As the frenzy over the decision by JP Morgan to phase out Nigeria from its Government Bond Index for Emerging Markets (GBI-EM) effective from October 30, 2015 begins to die down we draw attention to the need to adopt measures that would extricate Nigeria’s economy from whims of foreign investors.
The GBI/EM index gives international credibility to economies for foreign investments. Nigeria was admitted in 2012 with JP Morgan suggesting then that the inclusion would translate into inflows of about USD1.5 billion. But by August the 2015 total investments were worth USD2.8 billion, indicating huge foreign investment interest in the Nigerian market.
Sadly, however, in January this year, JP Morgan placed Nigeria on Index Watch signaling a withdrawal of interest in reaction to measures by the Central Bank of Nigeria (CBN), which they claim to have impeded the ability of foreign investors to access the foreign exchange market.

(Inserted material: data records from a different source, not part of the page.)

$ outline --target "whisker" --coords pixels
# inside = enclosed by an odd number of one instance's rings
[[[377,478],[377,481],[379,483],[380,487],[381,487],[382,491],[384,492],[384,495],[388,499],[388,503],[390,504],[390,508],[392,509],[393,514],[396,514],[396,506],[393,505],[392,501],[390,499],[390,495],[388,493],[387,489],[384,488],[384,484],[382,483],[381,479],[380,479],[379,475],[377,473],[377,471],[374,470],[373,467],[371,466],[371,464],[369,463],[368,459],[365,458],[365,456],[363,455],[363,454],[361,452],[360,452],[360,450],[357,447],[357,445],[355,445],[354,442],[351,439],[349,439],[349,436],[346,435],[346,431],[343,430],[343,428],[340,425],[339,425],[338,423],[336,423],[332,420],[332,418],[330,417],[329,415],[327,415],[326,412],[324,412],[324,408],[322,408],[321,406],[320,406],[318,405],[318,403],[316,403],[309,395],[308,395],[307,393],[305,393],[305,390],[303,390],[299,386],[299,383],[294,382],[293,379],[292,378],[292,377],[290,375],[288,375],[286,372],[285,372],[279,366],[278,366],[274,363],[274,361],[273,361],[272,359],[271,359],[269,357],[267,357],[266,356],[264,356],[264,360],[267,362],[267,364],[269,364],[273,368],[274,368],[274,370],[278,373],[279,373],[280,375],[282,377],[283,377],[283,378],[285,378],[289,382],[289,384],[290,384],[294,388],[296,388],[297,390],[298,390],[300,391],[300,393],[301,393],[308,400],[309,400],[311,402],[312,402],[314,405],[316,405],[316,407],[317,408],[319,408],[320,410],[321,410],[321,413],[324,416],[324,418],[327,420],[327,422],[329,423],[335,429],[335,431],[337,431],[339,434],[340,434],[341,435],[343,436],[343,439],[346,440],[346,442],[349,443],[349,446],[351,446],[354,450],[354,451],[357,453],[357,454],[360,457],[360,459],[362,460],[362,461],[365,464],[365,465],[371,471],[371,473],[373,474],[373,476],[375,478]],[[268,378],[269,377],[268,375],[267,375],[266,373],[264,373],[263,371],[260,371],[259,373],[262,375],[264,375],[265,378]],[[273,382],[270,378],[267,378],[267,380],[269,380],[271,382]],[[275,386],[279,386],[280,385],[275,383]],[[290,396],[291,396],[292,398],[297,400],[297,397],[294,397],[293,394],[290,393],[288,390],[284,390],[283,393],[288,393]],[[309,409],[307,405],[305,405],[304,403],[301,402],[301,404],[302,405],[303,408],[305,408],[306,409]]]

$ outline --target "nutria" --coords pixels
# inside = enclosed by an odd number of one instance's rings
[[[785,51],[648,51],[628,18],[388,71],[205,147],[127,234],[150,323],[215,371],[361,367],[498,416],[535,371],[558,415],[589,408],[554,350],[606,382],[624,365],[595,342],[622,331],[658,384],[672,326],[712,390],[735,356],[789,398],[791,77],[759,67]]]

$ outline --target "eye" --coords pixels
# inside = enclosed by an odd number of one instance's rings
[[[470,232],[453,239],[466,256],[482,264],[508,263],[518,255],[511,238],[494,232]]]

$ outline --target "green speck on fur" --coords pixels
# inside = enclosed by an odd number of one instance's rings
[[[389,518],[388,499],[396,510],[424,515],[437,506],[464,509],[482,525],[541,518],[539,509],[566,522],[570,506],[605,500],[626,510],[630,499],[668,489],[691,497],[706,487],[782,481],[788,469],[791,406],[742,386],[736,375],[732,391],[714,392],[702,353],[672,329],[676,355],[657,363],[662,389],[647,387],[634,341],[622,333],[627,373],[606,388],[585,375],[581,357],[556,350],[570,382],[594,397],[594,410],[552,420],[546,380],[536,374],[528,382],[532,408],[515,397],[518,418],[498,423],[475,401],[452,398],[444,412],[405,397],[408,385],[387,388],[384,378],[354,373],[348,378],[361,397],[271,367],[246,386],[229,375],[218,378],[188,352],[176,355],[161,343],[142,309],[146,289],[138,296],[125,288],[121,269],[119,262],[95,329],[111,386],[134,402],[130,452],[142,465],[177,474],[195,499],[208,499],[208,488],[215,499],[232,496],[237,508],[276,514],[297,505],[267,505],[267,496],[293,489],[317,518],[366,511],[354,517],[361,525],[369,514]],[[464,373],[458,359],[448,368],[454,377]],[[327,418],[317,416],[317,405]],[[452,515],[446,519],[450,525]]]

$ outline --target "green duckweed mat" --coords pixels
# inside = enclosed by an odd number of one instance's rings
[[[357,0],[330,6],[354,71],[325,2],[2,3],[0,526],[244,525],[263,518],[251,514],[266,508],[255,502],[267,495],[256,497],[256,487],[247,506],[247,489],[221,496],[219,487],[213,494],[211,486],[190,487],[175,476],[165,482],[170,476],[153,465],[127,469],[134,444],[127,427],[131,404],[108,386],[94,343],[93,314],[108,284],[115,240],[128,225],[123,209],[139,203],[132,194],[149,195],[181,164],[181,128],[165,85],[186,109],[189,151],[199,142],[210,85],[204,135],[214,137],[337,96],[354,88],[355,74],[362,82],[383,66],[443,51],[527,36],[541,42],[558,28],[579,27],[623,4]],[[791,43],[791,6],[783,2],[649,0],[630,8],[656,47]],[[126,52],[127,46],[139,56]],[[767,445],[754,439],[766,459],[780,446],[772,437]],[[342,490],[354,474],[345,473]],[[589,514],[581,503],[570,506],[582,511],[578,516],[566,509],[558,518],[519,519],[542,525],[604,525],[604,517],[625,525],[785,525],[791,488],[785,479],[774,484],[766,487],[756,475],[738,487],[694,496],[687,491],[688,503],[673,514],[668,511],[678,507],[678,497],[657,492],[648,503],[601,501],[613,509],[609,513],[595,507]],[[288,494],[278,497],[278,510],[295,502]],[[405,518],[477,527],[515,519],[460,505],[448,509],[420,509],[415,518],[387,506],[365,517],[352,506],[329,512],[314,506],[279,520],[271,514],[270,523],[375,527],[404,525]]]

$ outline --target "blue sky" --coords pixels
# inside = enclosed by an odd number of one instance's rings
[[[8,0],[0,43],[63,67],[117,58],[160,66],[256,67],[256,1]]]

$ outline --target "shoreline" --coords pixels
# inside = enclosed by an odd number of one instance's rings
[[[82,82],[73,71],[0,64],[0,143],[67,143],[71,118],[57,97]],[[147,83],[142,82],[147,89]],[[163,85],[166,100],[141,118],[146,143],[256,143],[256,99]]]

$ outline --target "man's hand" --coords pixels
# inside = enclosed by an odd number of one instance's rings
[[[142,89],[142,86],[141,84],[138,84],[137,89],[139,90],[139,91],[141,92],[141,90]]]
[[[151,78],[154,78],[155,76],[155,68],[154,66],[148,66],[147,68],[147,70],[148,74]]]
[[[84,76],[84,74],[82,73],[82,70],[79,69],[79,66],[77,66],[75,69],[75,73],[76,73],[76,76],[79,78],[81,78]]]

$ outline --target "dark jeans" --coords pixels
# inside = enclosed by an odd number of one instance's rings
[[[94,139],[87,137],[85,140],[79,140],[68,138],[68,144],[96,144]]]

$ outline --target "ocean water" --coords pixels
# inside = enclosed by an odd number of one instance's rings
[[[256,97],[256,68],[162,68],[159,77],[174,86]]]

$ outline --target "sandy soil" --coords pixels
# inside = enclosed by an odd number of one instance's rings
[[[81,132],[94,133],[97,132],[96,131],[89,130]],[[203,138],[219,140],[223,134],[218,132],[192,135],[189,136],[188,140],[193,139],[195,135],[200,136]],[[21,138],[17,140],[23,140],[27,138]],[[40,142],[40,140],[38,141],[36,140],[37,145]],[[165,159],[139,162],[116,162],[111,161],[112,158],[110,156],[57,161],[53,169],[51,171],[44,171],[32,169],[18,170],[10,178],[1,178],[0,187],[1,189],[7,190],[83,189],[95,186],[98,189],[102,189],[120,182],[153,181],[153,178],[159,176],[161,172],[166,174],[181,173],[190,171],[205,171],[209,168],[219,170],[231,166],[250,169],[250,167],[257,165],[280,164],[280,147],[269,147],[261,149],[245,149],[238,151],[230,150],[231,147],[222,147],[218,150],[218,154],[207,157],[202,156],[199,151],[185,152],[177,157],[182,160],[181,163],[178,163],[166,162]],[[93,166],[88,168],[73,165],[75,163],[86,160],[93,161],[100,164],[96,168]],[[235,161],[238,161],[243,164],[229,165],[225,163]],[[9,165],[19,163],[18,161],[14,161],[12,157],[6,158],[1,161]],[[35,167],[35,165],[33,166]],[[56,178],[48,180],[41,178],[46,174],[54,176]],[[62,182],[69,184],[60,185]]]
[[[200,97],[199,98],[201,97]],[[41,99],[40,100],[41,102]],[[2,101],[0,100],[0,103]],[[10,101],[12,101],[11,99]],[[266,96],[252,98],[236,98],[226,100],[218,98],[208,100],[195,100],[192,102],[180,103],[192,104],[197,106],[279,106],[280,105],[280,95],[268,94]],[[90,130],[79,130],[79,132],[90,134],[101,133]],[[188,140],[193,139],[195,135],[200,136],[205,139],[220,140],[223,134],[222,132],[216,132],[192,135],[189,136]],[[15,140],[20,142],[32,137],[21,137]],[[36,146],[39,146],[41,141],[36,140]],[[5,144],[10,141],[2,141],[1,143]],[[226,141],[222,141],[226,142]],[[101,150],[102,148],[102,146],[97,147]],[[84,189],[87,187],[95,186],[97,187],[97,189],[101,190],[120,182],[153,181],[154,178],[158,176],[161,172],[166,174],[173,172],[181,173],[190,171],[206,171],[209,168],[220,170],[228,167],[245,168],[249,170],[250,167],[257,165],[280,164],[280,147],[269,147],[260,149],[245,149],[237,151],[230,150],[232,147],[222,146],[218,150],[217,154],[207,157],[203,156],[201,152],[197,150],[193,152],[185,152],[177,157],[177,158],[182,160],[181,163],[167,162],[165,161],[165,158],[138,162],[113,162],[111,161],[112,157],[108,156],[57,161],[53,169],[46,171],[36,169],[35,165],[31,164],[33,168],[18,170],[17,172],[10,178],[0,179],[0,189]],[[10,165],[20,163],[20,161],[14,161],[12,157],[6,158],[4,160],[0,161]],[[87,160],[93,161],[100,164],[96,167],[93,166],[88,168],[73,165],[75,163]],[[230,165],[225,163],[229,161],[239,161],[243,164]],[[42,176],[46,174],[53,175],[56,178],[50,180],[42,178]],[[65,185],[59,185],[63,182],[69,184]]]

In response, the CBN, Federal Ministry of Finance (FMF) and Debt Management Office (DMO) issued a joint statement saying, in a nutshell, that their overriding concern is for Nigeria and the interest of Nigerians and would only continue to take economic decisions that will impact positively on the lives of all Nigerians.
We hereby identify with and support our government institutions in their efforts to protect the Nigerian economy in the face of seeming threats to our domestic economic interests. In as much as Nigeria desires and needs foreign investment inflows, it is important to begin to appraise the type of foreign investment that should be encouraged.
Measures taken in the recent past had included a removal of foreign investment restrictions opening the door to the unprecedented volume of foreign portfolio investments (FPI’s). But these FPI’s move out quickly at the slightest presentation of risk. Just within 10 days of the JP Morgan announcement about USD1.2 billion worth of FPI’s has left the Nigerian financial market and the exit is continuing.
They can actually pull out everything in one week or less. Stocks on the Morgan Stanley and Barclays Indices are now volatile. Financial institutions with large investments in bonds could record huge market losses in the near term.
The Nigerian economic and monetary authorities should therefore restructure the economy to present stronger incentives for the longer term FDI’s, build domestic factors of production and bridge the deficits in critical infrastructure.
They should take measures to stimulate the comatose real sectors, domestic investment and reduce the cost of doing business by influencing interest rates downwards. Additional focus should be on controlling inflation and maintaining a steady foreign exchange regime.
Our JP Morgan delisting could be a blessing in disguise to the economy depending on the federal government’s response to it.